Animal rights protesters were escorted off company premises by police after they climbed a fence and shouted slogans through a loud hailer to staff.

Fourteen members of the pressure group Stop Huntingdon Animal Cruelty peacefully left the site at Littlemore, Oxford.

Protestors attach their banner to the gates at Littlemore

They continued their demonstration outside the gates of the Yamanouchi Research Institute, a Japanese pharmaceutical firm, which the activists claim has links to the animal testing group Huntingdon Life Sciences.

Protester Dawn Gifford shouted on a loud hailer from outside the gates: "We don't want your blood money here. Take your blood money and go home."

SHAC claims that in 1997 the firm, which is based in in Sandford Road, Littlemore, commissioned Huntingdon Life Sciences to experiment on 37 beagles to test a drug that helps bones mend.

Although the experiment was cancelled, SHAC says the research institute still has links to the animal testers because it has not responded.

Ms Gifford, a spokesman for the activists said: "This is the start of an intensive campaign against Yamanouchi. We will be going out to Japan to demonstrate there. We are saying wherever you go we will follow. We will name and shame them."

A spokesman for the firm said the Littlemore site had no links with Huntingdon Life Sciences but would not comment on whether its parent company Yamanouchi did.
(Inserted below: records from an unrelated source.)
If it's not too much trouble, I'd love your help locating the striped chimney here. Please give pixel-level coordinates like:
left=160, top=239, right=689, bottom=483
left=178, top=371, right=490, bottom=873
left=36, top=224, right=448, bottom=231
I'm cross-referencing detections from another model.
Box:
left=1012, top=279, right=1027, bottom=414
A Yamanouchi statement said: "There are strict rules governing the use of laboratory animals in the UK. We deplore any abuses of these standards. We also condemn the intimidatory tactics of SHAC."

Evan Harris, the MP for Oxford West and Abingdon, later spoke in support of the company.

He said: "This sort of direct action by the animal rights extremists is unfair on the medical researchers and their families, because medical research in Britain is subject to the most stringent tests anywhere.

"We have a democratic process in this country and one doesn't have to drive out legitimate businesses."